The proposal brings together recent distributed learning innovations developed by UW-Extension’s Division of Continuing Education Extension with distinguished UW faculty to market, develop, distribute and support technology-enabled learning products and services on behalf of the entire UW System.

The Center would focus on the creation, evaluation, distribution and capitalization of intellectual property in the forms of coursework and proprietary technology and services. Special attention would be given to Wisconsin students and businesses.

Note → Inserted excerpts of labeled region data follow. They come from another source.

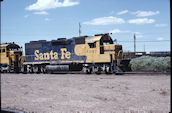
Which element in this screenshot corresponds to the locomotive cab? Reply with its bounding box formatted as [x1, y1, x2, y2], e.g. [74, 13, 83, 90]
[0, 43, 22, 72]
[75, 34, 123, 73]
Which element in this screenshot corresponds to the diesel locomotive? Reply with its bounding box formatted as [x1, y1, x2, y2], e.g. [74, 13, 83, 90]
[0, 34, 129, 74]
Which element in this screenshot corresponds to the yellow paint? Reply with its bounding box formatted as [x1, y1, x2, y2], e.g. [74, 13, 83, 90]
[34, 48, 71, 60]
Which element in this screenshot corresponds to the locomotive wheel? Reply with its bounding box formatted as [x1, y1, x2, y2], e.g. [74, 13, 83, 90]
[33, 66, 39, 73]
[86, 68, 92, 74]
[41, 66, 46, 73]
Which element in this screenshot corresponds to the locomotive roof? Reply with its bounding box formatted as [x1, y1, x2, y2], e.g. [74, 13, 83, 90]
[85, 34, 113, 43]
[0, 43, 20, 48]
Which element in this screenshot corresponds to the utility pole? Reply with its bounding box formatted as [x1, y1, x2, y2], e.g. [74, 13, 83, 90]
[134, 34, 136, 53]
[79, 22, 81, 36]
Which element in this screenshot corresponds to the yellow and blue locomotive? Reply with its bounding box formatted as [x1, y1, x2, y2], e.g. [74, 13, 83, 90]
[22, 34, 126, 73]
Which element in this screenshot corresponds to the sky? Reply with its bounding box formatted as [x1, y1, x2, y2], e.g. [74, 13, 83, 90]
[1, 0, 170, 52]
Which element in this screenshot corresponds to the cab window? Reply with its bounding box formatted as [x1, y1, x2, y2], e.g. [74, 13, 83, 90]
[0, 49, 5, 53]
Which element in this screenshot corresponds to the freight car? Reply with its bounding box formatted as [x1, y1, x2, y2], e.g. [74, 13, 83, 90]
[0, 43, 22, 72]
[22, 34, 126, 73]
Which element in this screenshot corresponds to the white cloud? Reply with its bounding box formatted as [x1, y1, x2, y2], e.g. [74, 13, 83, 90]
[109, 29, 130, 33]
[155, 24, 167, 27]
[44, 18, 50, 21]
[83, 16, 125, 25]
[117, 10, 128, 15]
[128, 18, 155, 24]
[157, 37, 164, 41]
[131, 11, 160, 17]
[24, 15, 29, 18]
[26, 0, 79, 10]
[33, 11, 48, 15]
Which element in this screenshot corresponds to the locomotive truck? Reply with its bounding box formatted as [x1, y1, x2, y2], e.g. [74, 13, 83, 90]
[1, 34, 129, 74]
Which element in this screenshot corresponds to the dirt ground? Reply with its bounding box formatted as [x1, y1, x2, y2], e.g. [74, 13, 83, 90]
[1, 74, 170, 113]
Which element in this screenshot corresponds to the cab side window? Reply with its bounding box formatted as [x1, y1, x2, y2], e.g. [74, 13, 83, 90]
[88, 42, 96, 48]
[0, 49, 5, 53]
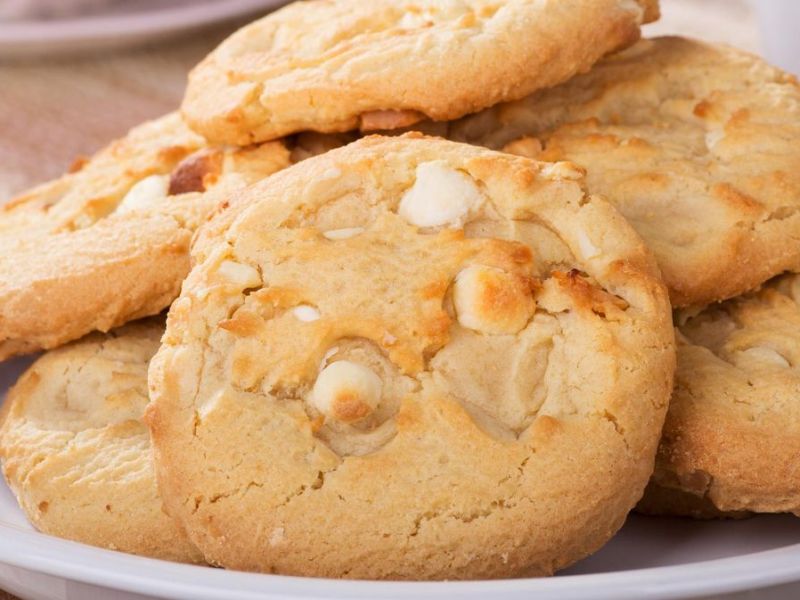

Reflecting the importance of the center, its director would report to Lyall through Senior Vice President for Academic Affairs David J. Ward, the system’s second-ranking officer.

According to the proposal to be considered by the Regents, the Center would:

  • Offer faculty and staff consultation, training and support with educational technology;
  • Provide market assessment of UW-developed learning technology;
  • Assist in courseware production and development;
  • Develop marketing and distribution services; and,
  • Provide online services to UW System students, faculty and staff.

To grow its financial and service capabilities, the Center also would provide consultation, training and production on a contract basis to external organizations.

“The Center for Learning Innovation will help UW institutions reach both within and outside of the state to serve a global marketplace,” Ward said.

“We recognize that technology is simply a means to deliver knowledge,” Ward continued. “And through the use of technology the UW System can provide an unprecedented level of access to knowledge and breadth of content to every student, from the ‘traditional’ 18- or 19- or 20-year-olds to adults seeking their first degree to established professionals desiring to expand their capabilities.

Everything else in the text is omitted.